SJM HOLDINGS: 2024 FIRST QUARTER SELECTED UNAUDITED KEY PERFORMANCE INDICATORS
China Galaxy Securities: Expected poor opportunities for recommending higher education and gaming sectors in the context of improving Hong Kong stock expectations
Along with the recent overall strengthening of the Hong Kong stock market, China Galaxy Securities proposes to focus on higher education and gaming sectors with large differences in expectations and attractive valuations.

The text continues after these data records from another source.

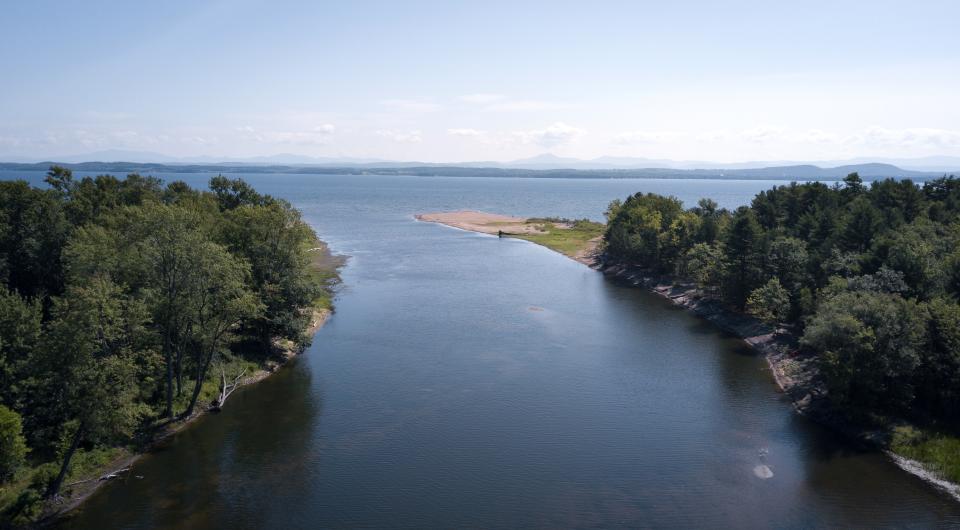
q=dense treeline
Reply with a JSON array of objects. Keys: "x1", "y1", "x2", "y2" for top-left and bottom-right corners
[
  {"x1": 605, "y1": 173, "x2": 960, "y2": 425},
  {"x1": 0, "y1": 167, "x2": 327, "y2": 511}
]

Changes in Hong Kong stocks | Macau International Development (00200) rose more than 10% to lead gaming stocks, and the National Immigration Administration introduced six policies and measures to facilitate entry/exit management for private enterprises
Gaming stocks generally rose in early trading. As of press release, Macau International Development (00200) rose 9.39% to HK$5.94; Sands China (01928) rose 4.38% to HK$19.54; Aobo Holdings (00880) rose 3.5% to HK$2.96; and Galaxy Entertainment (00027) rose 3.09% to HK$36.7.

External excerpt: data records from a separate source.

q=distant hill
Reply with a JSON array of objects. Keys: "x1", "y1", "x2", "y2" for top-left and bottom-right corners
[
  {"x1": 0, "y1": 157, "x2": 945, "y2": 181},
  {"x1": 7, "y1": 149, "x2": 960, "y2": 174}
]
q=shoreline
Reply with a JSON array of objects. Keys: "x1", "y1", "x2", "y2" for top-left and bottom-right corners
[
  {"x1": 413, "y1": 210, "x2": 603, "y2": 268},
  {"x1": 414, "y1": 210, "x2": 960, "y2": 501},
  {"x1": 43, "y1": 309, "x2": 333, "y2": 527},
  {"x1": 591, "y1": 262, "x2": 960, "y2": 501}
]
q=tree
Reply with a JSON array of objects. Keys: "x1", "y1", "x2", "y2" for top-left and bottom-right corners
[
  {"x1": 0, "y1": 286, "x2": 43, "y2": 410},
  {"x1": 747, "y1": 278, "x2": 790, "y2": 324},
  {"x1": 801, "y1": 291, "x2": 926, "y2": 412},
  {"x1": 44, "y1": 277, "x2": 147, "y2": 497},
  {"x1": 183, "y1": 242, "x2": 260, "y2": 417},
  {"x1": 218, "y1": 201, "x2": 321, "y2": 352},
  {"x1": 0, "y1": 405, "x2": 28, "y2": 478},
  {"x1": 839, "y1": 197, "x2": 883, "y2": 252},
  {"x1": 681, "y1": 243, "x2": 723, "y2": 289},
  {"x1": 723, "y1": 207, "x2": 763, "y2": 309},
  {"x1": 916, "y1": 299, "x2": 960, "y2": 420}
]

Gaming stocks rose collectively, and Melco International Development (00200) rose 9.76%, and the central government promoted a number of measures to benefit Australia
Jinwu Financial News | Gaming stocks rose collectively. Macau International Development (00200) rose 9.76%, MGM China (02282) rose 4.77%, Sands China (01928) rose 4.38%, Aobo Holdings (00880) rose 3.85%, Galaxy Entertainment (00027) rose 3.09%, and Wynn Macau (01128) rose 2.77%. The State Administration of Immigration issued a notice on the 28th regarding the implementation of certain policies and measures to further facilitate the entry and exit management of enterprises for the benefit of the people. These measures will further facilitate personnel exchanges and mutually beneficial cooperation between the Mainland, Hong Kong and Macao, and support the moderate diversification of Macao's economy
澳博控股:董事會會議日期
澳博控股:年報2023
The number of inbound visitors to Macau increased 79% year-on-year in the first quarter to 8.875,800
On April 22, the Macao Statistics and Census Service announced that the total number of inbound visitors in the first quarter of this year was 8.875,800, up 79.4% year on year, and recovered to 85.7% in the same period in 2019.

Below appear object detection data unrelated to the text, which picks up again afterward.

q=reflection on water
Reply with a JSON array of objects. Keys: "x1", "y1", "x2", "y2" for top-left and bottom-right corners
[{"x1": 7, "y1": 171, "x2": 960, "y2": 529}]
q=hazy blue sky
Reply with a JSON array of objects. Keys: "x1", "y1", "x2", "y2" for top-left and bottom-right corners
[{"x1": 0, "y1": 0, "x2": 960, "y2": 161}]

Changes in Hong Kong stocks | Macau International Development (00200) rose more than 4%, leading the gaming stock market to enter Macau's May 1st Golden Week with an average of 130,000 visitors per day
Gaming stocks rebounded collectively today. As of press release, Macau International Development (00200) rose 3.8% to HK$5.19; Aobo Holdings (00880) rose 3.45% to HK$2.7; Wynn Macau (01128) rose 2.51% to HK$7.36; and Galaxy Entertainment (00027) rose 2.08% to HK$34.35.